Tim Robbins and Kevin Costner in “Bull Durham.” Photo courtesy of Metro-Goldwyn-Mayer Studios/IMDB
“Bang the Drum Slowly” (1973): Based on the Mark Harris novel, it’s a somber story, with funny moments, of a young catcher on a Major League team battling a terminal illness. A young Robert DeNiro plays the catcher, and the stand-out cast, who play characters that talk like they’re in a Damon Runyon story, includes Michael Moriarty and Vincent Gardenia. Rated PG.
“Major League” (1989): If you’re looking for pure fun, try this one. The hapless Cleveland Indians are bad, but their owner wants to make them worse so she can move the team. But the castoffs she assembles fool her, and they win. A young Charlie Sheen is great as a wild young pitcher just out of prison.

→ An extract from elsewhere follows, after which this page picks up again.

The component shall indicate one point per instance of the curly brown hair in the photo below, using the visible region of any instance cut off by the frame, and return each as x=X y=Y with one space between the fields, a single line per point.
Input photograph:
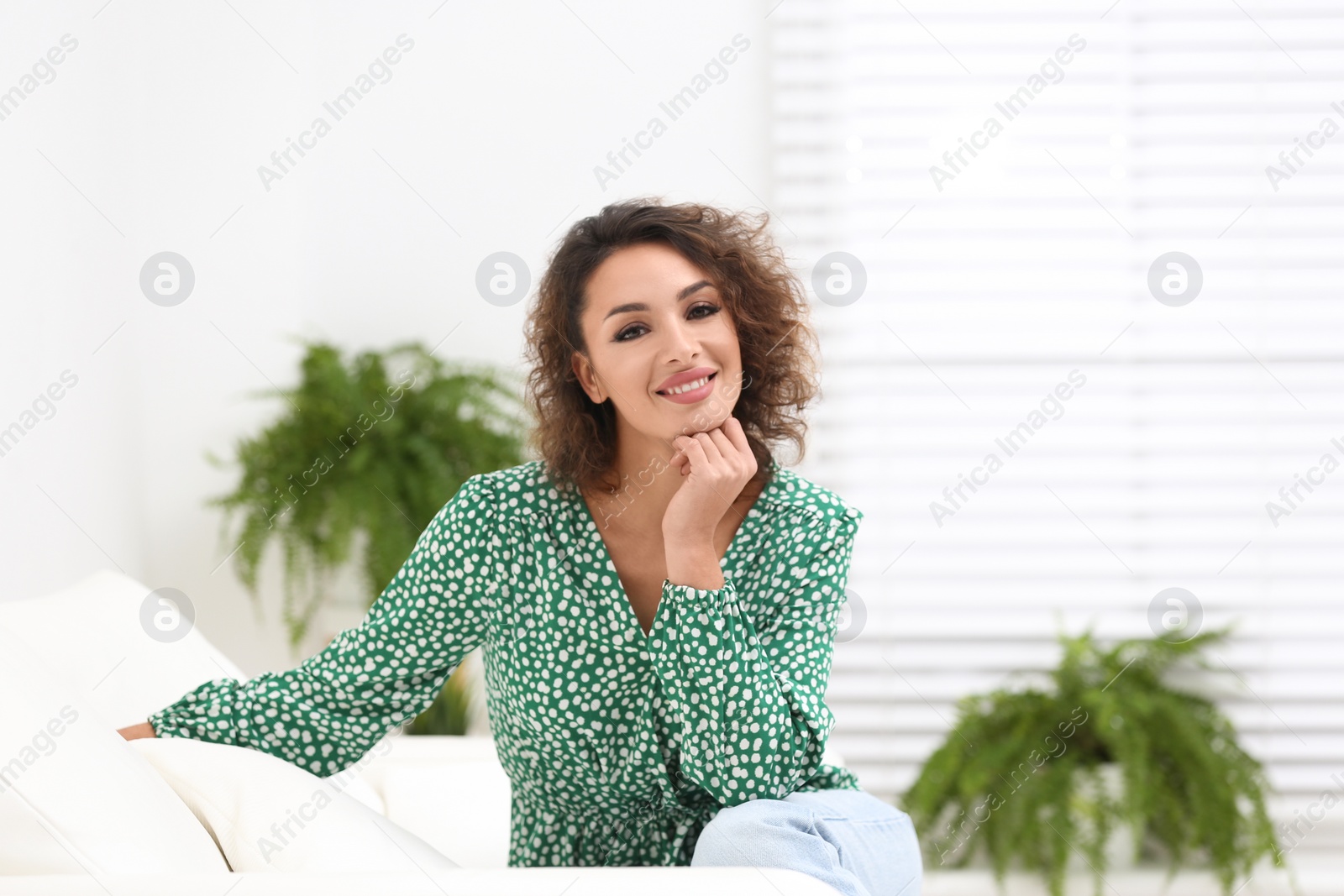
x=577 y=438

Rated R.
“The Natural” (1984): Dark at times, but ultimately one of the great baseball comeback stories. Robert Redford plays an old-time star who is shot by a mysterious woman, but years later is well enough to play again and regain some of his star power. Some wonderful baseball heroics in this one. Glenn Close also stars. Rated PG.
“The Battered Bastards of Baseball” (2014): This funny and inspiring Netflix documentary traces the brief history of a raucous minor league baseball team in Portland, Oregon, that fought the established organized baseball system in the early 1970s and paved the way for independent minor leagues. The film’s star is team owner Bing Russell, a longtime character actor who spent time growing up in Rangeley and was the father of actor Kurt Russell.